Nancy’s sweet face twisted as Red forced her to look at the grisliness of life. “Why do you live up the river, if you’re so lonesome?” she said. “Why don’t you live down here, where you’d be with your old friends?”

Red raised an eyebrow. “Old friends? Funny kind of friends to have, who wouldn’t even drop me a postcard to tell me Violet’s kid had bright red hair. Not even my folks told me.”

The wind freshened, and on the wind, from seemingly far away, came Nancy’s voice. “Daddy’s lunch is getting cold,” she said. She started to walk away.

“Red!”

She stopped, and her hand went up to her hair. She kept her back to him.

Red wished to God he could see her face. “Tell Eddie I want to talk to him, would you? Tell him to meet me in the lunchroom after I get off work—about ten after five.”

“I will,” she said. Her voice was clear, calm.

“Word of honor?”

“Word of honor,” she said. She started walking again.

“Red!”

Her hand went up to her hair, but she kept on walking.

Red followed her with his spyglass, but she knew she was being watched. She kept her head turned, so he couldn’t see her face. And seconds after she went into the oyster shack, a shade was drawn across the window that faced the bridge.

For the rest of the afternoon, the shack might as well have been empty for all the life Red could see. Only once, toward sunset, did Eddie come out. He didn’t so much as glance up at the bridge, and he kept
his
face hidden, too.

The screech from his own stool in the lunchroom brought Red back to the present. He blinked at the sunset, and saw the silhouette of Eddie Scudder crossing the bridge, big-headed and bandy-legged, carrying a small paper bag.

Red turned his back to the door, reached into a jacket pocket, and brought forth a packet of letters, which he set on the counter before him. He put his fingertips on them, like a cardplayer standing pat. “Here’s the man of the hour,” he said.

No one spoke.

Eddie came in without hesitation, with a formal greeting for everyone, Red last of all. His voice was surprisingly rich and deep. “Hello, Red,” he said. “Nancy said you wanted to see me.”

“That’s right,” said Red. “Nobody here can figure out what I’d have to say to you.”

“Nancy had a little trouble figuring it out, too,” said Eddie, without a trace of resentment.

“She finally got the drift?” said Red.

“She got it, about as well as an eight-year-old could,” said
Eddie. He sat down on the stool next to Red’s, and set his bag on the counter, next to the letters. He showed mild surprise at the handwriting of the letters, and made no effort to hide his surprise from Red. “Coffee, please, Slim,” he said.

“Maybe you’d rather have this private,” said Red. He was a little disconcerted by Eddie’s equanimity. He’d remembered Eddie as a homely clown.

“Makes no difference,” said Eddie. “It’s all before God, wherever we do it.”
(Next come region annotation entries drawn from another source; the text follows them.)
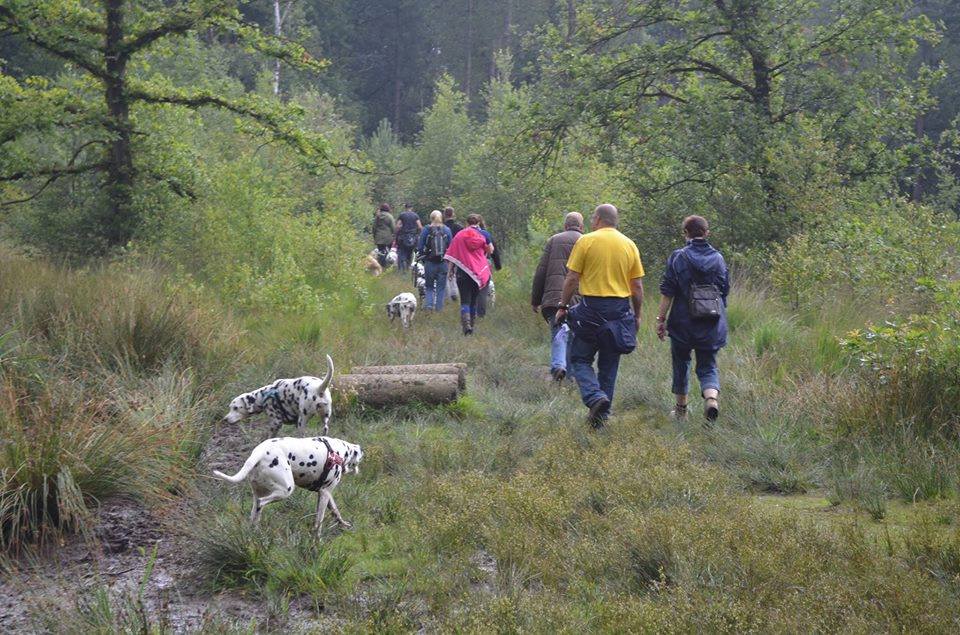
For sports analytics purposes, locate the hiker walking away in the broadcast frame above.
[657,216,730,421]
[530,212,583,381]
[443,206,463,302]
[556,204,643,429]
[371,203,396,267]
[477,216,503,318]
[397,203,423,273]
[417,209,453,311]
[444,214,493,335]
[443,207,463,236]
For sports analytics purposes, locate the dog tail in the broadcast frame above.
[213,448,263,483]
[317,355,333,394]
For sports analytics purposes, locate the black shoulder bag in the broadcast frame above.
[680,247,723,320]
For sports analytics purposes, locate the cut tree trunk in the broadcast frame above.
[351,363,467,390]
[333,373,460,407]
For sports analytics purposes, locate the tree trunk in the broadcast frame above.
[332,374,460,408]
[393,0,401,134]
[350,364,467,390]
[463,0,473,102]
[102,0,134,247]
[273,0,283,97]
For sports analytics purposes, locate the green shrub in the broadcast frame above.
[771,200,960,308]
[842,283,960,438]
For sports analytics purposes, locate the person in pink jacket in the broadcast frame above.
[443,214,493,335]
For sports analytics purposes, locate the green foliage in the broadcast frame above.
[844,280,960,438]
[408,75,474,209]
[771,202,960,309]
[363,119,411,209]
[0,254,236,551]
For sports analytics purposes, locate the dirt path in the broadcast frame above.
[0,421,326,633]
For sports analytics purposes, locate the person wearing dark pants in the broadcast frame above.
[657,216,730,421]
[397,203,423,273]
[530,212,583,382]
[556,204,643,429]
[443,214,493,335]
[477,216,503,318]
[417,209,453,311]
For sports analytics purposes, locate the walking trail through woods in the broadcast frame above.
[0,275,960,632]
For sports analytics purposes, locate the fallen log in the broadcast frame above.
[332,373,461,407]
[351,363,467,390]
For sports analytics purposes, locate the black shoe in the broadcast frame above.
[703,398,720,423]
[587,397,610,430]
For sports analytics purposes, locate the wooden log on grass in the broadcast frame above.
[352,363,467,390]
[332,373,461,407]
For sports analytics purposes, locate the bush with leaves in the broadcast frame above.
[771,200,960,309]
[844,280,960,438]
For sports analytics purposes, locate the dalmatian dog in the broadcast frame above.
[223,355,333,435]
[213,437,363,537]
[387,293,417,328]
[410,260,427,300]
[384,247,398,267]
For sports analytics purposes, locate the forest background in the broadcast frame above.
[0,0,960,632]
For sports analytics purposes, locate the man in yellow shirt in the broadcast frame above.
[556,204,643,429]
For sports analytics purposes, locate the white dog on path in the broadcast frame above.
[213,437,363,536]
[387,293,417,328]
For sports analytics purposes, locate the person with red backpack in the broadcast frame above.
[417,209,453,311]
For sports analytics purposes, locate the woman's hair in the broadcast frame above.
[683,216,710,238]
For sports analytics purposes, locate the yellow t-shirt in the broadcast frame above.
[567,227,643,298]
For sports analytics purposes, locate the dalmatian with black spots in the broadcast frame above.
[387,293,417,328]
[213,437,363,537]
[223,355,333,435]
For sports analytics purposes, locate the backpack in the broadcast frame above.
[680,248,723,321]
[423,227,447,258]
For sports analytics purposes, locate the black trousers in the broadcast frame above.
[457,268,480,316]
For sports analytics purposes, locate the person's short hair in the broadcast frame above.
[683,216,710,238]
[563,212,583,229]
[593,203,620,227]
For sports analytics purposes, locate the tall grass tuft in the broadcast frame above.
[0,251,241,551]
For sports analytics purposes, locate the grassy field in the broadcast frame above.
[0,251,960,633]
The straightforward inclusion of God in the meeting was also unexpected by Red. In his daydreams in his hospital bed, the resounding lines had all been his—irrefutable lines dealing with man’s rights to the love of his own flesh and blood. Red felt the necessity of puffing himself up, of dramatizing his advantages in bulk and stature. “First of all,” he said importantly, “I wanna say I don’t care what the law has to say about this. This is bigger than that.”

“Good,” said Eddie. “Then we agree first of all. I’d hoped we would.”
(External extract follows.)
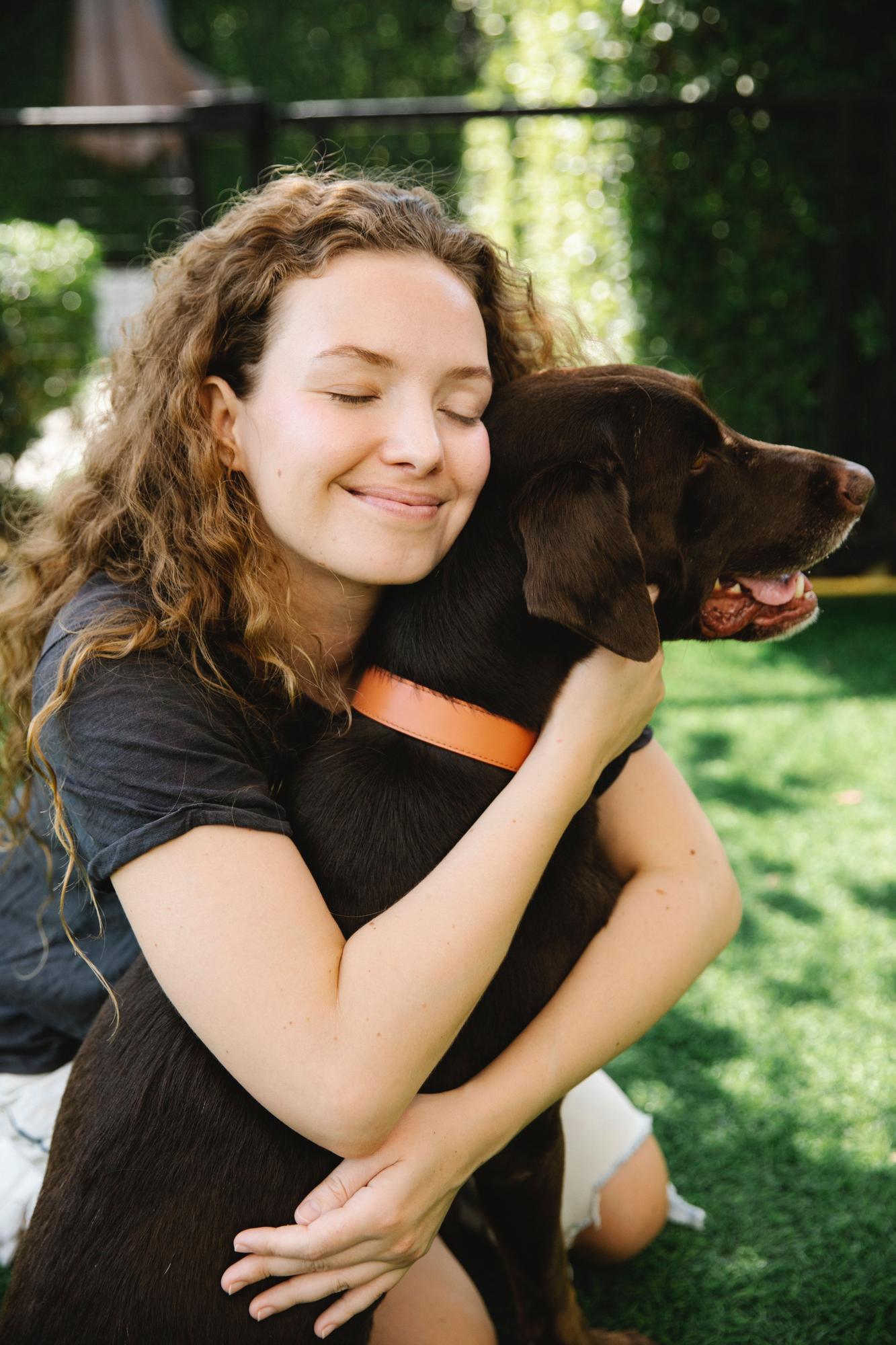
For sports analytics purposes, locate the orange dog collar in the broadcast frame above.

“So’s we won’t be talking about two different things,” said Red, “lemme say right out that I’m the father of that kid—not you.”

Eddie stirred his coffee with a steady hand. “We’ll be talking about exactly the same thing,” he said.

Slim and the three others looked out the windows desperately.

Around and around and around went Eddie’s spoon in his coffee. “Go on,” he said happily.